Although there were no visible art world citizens at the convention center, many traveled to New York to reconnect with other events. Art Blocks founder Eric Calderon and generative artist Tyler Hobbes attended a Event in partnership with Art Blocks at the Museum of the Moving Image, while the recently launched NFT technology and storage platform IPFS took place a night of discussions at MoMA PS1 While the convention was a little demoralizing (but when aren’t they?), the artists, institutional leaders, founders, and developers at the art-focused events seemed well-rested, even zen, as they relished the slower, more focused pace of this year’s gathering.

“This has been my favorite edition so far,” Josh Yakov, founder of the recently launched digital art podcast ParcPod, told ARTnews at the PS1 event. “It’s more serious. People are here to talk about infrastructure, about art, about important things.

Discussions at MoMA PS1 addressed the serious issue of creating technologies and practices that will preserve NFTs. It was striking to compare the men’s-women’s division on NFT.NYC to the PS1 event. The executives of the companies that supported the negotiations, including NFT Storage, IPFS, FileCoin and Protocol Labs, were all women. At the Javits Center, it was hard to ignore that in general, men seemed to outnumber women about 20 to one.

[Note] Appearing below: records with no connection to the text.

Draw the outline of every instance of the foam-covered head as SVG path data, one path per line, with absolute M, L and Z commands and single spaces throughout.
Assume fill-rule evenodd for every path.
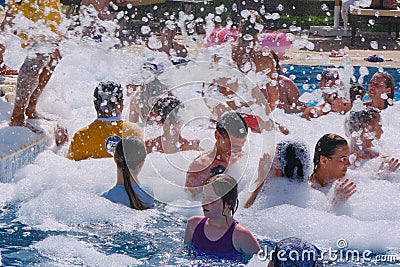
M 276 157 L 285 177 L 302 182 L 308 176 L 310 152 L 307 144 L 292 140 L 281 141 L 276 146 Z
M 117 116 L 119 115 L 117 113 L 121 112 L 123 102 L 121 84 L 112 81 L 101 82 L 94 89 L 93 98 L 97 116 L 110 114 Z M 117 106 L 119 106 L 118 110 Z
M 237 182 L 236 180 L 225 174 L 217 174 L 207 179 L 206 186 L 211 185 L 215 194 L 218 197 L 221 197 L 222 203 L 225 205 L 228 204 L 231 206 L 232 215 L 235 213 L 237 209 Z
M 380 111 L 374 107 L 350 110 L 345 119 L 344 129 L 348 138 L 380 139 L 383 132 L 380 121 Z M 375 133 L 371 135 L 370 129 L 373 129 Z
M 274 267 L 321 267 L 321 250 L 297 237 L 279 241 L 272 253 Z
M 352 84 L 350 86 L 350 102 L 353 103 L 355 100 L 363 100 L 365 96 L 365 87 L 362 85 Z
M 346 139 L 337 134 L 325 134 L 315 145 L 314 151 L 314 172 L 318 168 L 321 156 L 331 157 L 340 147 L 348 146 Z
M 176 123 L 179 121 L 177 114 L 183 104 L 176 96 L 166 96 L 157 100 L 154 111 L 160 117 L 160 121 L 164 123 L 167 118 L 169 123 Z

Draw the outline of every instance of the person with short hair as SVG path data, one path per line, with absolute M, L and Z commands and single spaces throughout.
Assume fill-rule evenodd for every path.
M 379 110 L 393 106 L 395 81 L 393 76 L 386 72 L 376 72 L 368 85 L 368 97 L 371 99 L 364 105 Z
M 308 241 L 289 237 L 279 241 L 267 267 L 322 267 L 321 250 Z
M 139 184 L 138 175 L 146 159 L 146 148 L 135 136 L 121 139 L 114 152 L 117 165 L 117 184 L 105 192 L 103 197 L 136 210 L 154 207 L 154 198 L 149 188 Z
M 315 145 L 314 171 L 309 183 L 325 195 L 330 193 L 332 208 L 344 204 L 356 192 L 356 184 L 344 179 L 350 166 L 349 156 L 346 139 L 337 134 L 325 134 Z
M 301 114 L 302 118 L 310 120 L 326 115 L 330 112 L 346 113 L 351 108 L 351 104 L 344 101 L 344 96 L 340 93 L 343 90 L 339 79 L 337 68 L 327 68 L 322 72 L 321 81 L 318 82 L 322 90 L 324 103 L 306 108 Z M 340 92 L 340 93 L 339 93 Z
M 250 208 L 268 178 L 285 177 L 291 181 L 304 182 L 308 177 L 310 153 L 305 143 L 287 140 L 276 145 L 275 157 L 266 154 L 258 164 L 257 188 L 251 193 L 244 207 Z M 272 163 L 272 164 L 271 164 Z
M 201 254 L 222 259 L 246 260 L 246 254 L 256 254 L 260 250 L 257 240 L 233 219 L 237 207 L 236 180 L 227 174 L 209 178 L 203 189 L 204 216 L 189 218 L 185 244 L 192 244 Z
M 188 140 L 181 136 L 182 122 L 179 108 L 183 104 L 176 96 L 166 96 L 157 100 L 153 107 L 155 116 L 162 124 L 163 134 L 146 140 L 147 153 L 176 153 L 187 150 L 200 150 L 200 140 Z
M 120 84 L 101 82 L 93 96 L 97 119 L 74 134 L 67 154 L 69 159 L 112 157 L 122 138 L 131 135 L 143 138 L 138 125 L 121 119 L 124 99 Z
M 193 197 L 201 192 L 212 168 L 218 165 L 229 168 L 242 156 L 247 134 L 247 124 L 239 113 L 228 112 L 219 118 L 214 149 L 195 158 L 186 173 L 185 187 Z

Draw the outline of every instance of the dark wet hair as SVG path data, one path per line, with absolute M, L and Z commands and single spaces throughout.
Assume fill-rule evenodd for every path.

No matter where you were this week, the future was on everyone’s mind. At the Javitz Center, panelists and attendees discussed ways to sell NFTs to new audiences. At art-focused events, the conversation revolved around creating a sustainable ecosystem that would allow digital art to be preserved and flourish.

But some take a different approach. Artist Auriea Harvey, however, was simply focusing on her own work. At the opening of her exhibition The Unanswered Question at Bitforms gallery on the Lower East Side, the pioneering Internet artist, who also has an excellent, not-to-be-missed exhibition at the Museum of the Moving Image, Harvey seemed disturbed by the potential of he rise of cryptography, which has in the past brought rare wealth to digital artists, both high and low level.

“[The 2021 bull market] gave everyone an excuse to be careful. I’ve been here 30 years,” Harvey told ARTnews. “It happens. Institutional support exists, it appears, it disappears. People talk about bull markets, bear markets, well, the same thing mind you, there are cycles. You can’t let that get to you. This too will be obsolete.